By all accounts, these European elections have shaken political landscapes in many countries. Over the coming years, we will find out what these developments will mean in practice. However, the fragile consensus that hitherto governed Europe -- closer integration and bailouts against austerity promises -- will be hard to maintain.

As disturbing as some of these results may be, the elections also produced some comical moments. For example, the Italo-German editor-in-chief of German weekly Die Zeit boasted on primetime TV that he had dutifully voted in both Germany and Italy. He will now face charges of electoral fraud and a possible five-year jail sentence since dual citizens have to choose in which country they cast their vote.

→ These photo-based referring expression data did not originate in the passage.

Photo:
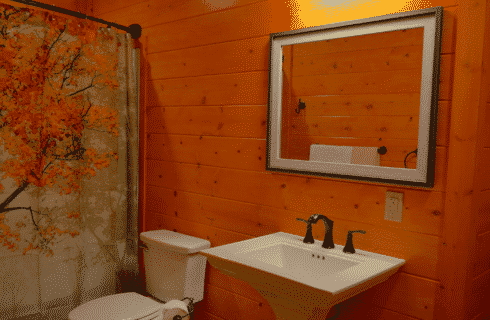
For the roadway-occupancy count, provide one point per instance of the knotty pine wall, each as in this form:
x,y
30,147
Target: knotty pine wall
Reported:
x,y
204,114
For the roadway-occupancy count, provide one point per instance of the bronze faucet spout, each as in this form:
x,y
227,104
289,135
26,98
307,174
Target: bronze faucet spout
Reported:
x,y
328,240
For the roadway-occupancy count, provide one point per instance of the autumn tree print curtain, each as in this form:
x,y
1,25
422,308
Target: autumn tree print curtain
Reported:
x,y
68,163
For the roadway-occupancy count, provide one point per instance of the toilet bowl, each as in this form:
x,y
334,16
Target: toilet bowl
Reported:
x,y
174,270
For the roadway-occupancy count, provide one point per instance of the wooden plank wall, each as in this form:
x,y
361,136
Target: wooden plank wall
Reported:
x,y
205,115
358,91
480,283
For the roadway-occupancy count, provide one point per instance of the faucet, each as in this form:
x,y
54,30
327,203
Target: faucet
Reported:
x,y
328,240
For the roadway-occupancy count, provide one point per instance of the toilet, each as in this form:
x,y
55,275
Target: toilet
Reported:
x,y
174,270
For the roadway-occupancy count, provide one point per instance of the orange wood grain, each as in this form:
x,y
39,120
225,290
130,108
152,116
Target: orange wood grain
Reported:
x,y
384,59
231,121
423,216
479,293
153,12
228,152
236,88
485,133
482,254
409,37
188,32
376,82
469,88
226,25
411,305
392,127
482,181
482,211
228,57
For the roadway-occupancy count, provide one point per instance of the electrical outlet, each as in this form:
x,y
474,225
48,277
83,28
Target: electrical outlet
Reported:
x,y
394,206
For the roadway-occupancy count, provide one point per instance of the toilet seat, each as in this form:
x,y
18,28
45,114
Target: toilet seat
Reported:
x,y
122,306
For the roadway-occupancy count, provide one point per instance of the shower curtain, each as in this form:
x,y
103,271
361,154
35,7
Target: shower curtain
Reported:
x,y
68,163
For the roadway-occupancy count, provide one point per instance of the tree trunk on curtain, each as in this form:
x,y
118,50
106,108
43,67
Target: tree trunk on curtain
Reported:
x,y
102,260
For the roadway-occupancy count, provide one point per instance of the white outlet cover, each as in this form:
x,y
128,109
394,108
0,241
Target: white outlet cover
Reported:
x,y
394,206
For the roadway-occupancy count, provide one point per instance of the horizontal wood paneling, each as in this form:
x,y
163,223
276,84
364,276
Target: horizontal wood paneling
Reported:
x,y
479,293
419,306
209,71
154,12
482,254
250,88
256,219
238,153
486,130
482,181
228,57
229,121
227,25
482,211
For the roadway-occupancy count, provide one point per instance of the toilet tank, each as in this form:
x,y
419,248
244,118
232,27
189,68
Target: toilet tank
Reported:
x,y
174,268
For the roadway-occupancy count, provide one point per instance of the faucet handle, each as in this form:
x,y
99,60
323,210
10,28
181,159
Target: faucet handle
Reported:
x,y
349,246
309,234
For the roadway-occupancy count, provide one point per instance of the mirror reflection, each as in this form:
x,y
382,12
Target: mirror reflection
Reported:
x,y
353,99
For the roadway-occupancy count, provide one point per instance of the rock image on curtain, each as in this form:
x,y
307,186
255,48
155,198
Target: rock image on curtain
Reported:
x,y
68,163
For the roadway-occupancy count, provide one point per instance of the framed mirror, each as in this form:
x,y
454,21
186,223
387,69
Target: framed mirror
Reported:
x,y
357,99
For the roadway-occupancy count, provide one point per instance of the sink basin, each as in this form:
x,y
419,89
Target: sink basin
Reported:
x,y
299,280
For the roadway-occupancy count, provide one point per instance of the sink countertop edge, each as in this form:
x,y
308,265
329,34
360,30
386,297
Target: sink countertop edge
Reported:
x,y
347,277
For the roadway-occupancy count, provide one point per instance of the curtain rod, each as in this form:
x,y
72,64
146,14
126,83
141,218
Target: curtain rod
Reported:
x,y
134,29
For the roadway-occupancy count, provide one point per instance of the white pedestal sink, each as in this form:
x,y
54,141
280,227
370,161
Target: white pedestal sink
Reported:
x,y
301,281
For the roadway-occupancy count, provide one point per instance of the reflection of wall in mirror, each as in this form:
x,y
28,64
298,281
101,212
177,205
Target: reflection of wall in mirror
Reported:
x,y
359,91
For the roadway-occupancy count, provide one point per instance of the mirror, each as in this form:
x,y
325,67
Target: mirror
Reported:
x,y
357,99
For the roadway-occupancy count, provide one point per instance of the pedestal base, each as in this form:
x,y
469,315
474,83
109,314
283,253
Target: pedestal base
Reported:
x,y
289,310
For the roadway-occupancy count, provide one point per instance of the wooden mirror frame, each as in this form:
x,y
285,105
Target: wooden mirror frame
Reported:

An even more entertaining result, also from Germany, is the election of a single MP from the list of the party Die Partei (The Party). Led by satirist Martin Sonneborn, the party campaigned on issues such as a minimum wage of 1 million euros and argued that fare-dodging needed to remain affordable. Now it wants to send a new MP to parliament every month, let them have a good time in Brussels at taxpayers’ expense and then pass on to the next person on the list. “We want to milk the EU like a small Southern European country,” Sonneborn proclaimed.

The EU elections may have been hopeless in parts. But at least they were not always serious.

Dr Oliver Marc Hartwich is the Executive Director of The New Zealand Initiative.